Cancer du pancréas : un nouveau médicament double l’espérance de vie des patients
Longtemps considéré comme l’un des cancers les plus redoutables, le cancer du pancréas pourrait enfin bénéficier d’une avancée thérapeutique majeure. Un nouveau médicament, le daraxonrasib, suscite un réel espoir en doublant la survie des patients atteints de formes métastatiques.
Une maladie encore très difficile à traiter
Malgré les progrès importants réalisés en oncologie ces dernières années, notamment grâce à l’immunothérapie, le cancer du pancréas reste particulièrement agressif. Son pronostic demeure sombre, avec un taux de survie à cinq ans inférieur à 10 %.
Cette situation s’explique en grande partie par un diagnostic tardif : dans plus de 80 % des cas, la maladie est détectée à un stade avancé, souvent en l’absence de symptômes précoces.
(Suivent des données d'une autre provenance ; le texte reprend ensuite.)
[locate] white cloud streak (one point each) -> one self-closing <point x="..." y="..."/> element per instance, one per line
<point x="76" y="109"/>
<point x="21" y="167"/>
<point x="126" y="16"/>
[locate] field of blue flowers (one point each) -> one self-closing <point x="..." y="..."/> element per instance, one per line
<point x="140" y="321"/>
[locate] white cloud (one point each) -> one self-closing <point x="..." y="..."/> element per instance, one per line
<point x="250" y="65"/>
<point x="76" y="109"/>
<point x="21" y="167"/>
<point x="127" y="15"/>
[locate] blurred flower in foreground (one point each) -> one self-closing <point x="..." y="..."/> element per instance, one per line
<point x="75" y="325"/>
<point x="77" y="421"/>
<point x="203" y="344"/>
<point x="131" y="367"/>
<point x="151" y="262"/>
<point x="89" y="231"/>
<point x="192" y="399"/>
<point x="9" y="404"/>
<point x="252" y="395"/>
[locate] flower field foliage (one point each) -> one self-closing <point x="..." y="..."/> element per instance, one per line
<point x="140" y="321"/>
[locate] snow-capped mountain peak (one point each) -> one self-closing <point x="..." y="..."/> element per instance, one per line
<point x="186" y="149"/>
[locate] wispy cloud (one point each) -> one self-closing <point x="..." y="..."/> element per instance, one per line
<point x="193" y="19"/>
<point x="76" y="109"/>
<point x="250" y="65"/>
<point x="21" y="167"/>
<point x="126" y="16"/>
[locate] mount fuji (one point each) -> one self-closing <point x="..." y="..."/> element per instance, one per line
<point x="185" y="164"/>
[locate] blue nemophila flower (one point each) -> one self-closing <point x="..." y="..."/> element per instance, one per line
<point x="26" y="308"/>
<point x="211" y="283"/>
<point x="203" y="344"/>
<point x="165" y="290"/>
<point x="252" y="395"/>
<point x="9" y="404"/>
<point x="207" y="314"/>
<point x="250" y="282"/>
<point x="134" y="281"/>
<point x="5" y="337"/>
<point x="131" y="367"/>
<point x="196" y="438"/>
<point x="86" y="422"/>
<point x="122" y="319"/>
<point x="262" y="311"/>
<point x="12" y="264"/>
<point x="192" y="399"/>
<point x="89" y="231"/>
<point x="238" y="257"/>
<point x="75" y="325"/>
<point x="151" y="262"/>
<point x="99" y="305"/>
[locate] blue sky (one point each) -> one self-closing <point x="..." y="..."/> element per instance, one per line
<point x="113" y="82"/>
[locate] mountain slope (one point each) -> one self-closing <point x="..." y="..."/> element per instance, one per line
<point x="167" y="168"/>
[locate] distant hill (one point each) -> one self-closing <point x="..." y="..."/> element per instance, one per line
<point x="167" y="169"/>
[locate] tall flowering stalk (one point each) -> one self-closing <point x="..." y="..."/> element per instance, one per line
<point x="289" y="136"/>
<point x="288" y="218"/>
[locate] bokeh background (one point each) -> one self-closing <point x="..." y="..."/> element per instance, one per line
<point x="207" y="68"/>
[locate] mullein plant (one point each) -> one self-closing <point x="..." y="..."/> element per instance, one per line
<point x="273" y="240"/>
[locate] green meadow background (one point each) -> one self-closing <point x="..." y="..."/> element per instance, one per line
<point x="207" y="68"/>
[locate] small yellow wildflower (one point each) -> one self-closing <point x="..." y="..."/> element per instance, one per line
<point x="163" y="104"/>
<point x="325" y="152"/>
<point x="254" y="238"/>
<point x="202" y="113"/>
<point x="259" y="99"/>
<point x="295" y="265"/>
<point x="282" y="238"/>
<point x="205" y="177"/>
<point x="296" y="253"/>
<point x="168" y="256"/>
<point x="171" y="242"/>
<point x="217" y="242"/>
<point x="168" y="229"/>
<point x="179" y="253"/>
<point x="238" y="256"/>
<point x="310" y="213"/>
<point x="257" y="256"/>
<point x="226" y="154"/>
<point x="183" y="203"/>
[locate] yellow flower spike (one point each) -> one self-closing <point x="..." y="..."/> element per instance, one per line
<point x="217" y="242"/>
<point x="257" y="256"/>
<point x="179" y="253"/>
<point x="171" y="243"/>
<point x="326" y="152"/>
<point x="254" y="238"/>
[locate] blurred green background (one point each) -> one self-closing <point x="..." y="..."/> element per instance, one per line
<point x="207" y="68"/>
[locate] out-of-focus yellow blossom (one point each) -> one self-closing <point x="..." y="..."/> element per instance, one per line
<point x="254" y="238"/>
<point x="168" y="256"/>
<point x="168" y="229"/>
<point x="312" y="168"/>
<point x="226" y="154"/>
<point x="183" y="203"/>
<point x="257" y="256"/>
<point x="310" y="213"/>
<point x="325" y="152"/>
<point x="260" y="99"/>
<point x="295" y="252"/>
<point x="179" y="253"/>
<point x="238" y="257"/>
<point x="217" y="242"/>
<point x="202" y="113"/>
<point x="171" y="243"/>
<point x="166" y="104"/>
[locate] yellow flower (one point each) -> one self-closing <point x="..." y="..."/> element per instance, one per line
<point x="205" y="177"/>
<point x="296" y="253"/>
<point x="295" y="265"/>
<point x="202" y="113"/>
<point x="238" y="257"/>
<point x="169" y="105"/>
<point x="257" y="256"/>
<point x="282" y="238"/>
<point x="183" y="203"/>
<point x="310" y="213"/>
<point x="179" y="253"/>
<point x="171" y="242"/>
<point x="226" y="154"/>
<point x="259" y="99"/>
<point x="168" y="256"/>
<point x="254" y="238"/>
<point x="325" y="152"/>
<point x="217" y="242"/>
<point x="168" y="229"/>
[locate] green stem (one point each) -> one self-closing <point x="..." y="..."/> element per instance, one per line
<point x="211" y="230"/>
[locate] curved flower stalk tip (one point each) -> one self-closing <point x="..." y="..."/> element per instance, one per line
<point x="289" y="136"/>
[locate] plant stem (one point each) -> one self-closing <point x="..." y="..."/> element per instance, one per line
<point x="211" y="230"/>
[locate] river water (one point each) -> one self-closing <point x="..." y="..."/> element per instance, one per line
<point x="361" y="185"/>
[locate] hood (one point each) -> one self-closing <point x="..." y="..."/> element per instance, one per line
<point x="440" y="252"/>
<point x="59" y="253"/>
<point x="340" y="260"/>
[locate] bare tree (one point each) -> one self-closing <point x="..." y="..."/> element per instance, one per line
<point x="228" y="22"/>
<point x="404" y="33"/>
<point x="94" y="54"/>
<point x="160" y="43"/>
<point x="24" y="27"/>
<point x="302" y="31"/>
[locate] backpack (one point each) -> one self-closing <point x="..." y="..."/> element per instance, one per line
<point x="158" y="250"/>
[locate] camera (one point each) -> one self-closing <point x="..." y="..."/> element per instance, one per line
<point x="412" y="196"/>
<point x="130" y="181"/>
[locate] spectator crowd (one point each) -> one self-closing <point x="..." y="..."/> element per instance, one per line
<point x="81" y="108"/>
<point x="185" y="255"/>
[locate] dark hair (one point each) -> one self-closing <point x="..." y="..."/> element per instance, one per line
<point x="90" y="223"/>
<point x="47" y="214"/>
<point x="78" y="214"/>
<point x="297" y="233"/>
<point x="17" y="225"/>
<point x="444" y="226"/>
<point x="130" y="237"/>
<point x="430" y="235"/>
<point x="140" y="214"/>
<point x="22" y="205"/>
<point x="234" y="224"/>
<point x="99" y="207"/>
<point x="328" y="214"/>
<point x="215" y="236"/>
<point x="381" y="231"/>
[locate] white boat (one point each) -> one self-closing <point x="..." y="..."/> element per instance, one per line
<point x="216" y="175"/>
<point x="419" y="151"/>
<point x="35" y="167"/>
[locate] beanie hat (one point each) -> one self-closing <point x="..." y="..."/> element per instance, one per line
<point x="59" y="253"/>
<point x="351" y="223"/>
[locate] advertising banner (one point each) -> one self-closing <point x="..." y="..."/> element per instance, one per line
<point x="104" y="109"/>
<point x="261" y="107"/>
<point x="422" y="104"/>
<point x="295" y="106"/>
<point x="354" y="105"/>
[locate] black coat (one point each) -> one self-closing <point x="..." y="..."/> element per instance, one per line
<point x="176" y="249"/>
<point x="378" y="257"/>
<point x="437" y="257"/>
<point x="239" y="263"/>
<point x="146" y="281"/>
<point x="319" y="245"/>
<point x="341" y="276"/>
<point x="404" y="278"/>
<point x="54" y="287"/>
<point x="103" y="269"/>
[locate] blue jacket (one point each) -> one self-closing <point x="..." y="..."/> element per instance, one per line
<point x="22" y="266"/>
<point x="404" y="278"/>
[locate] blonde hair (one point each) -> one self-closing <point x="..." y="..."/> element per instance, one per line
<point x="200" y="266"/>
En France, ce cancer est responsable de plus de 13 000 décès chaque année, et son incidence continue d’augmenter.
Daraxonrasib : une nouvelle stratégie ciblée
Développé par la société américaine Revolution Medicines, le daraxonrasib agit en bloquant les protéines RAS, impliquées dans la croissance tumorale.
Ces protéines jouent un rôle clé dans de nombreux cancers : elles sont altérées dans environ 25 % des tumeurs solides et dans près de 90 % des cancers du pancréas. En empêchant leur activation, ce traitement cible directement l’un des moteurs biologiques de la maladie.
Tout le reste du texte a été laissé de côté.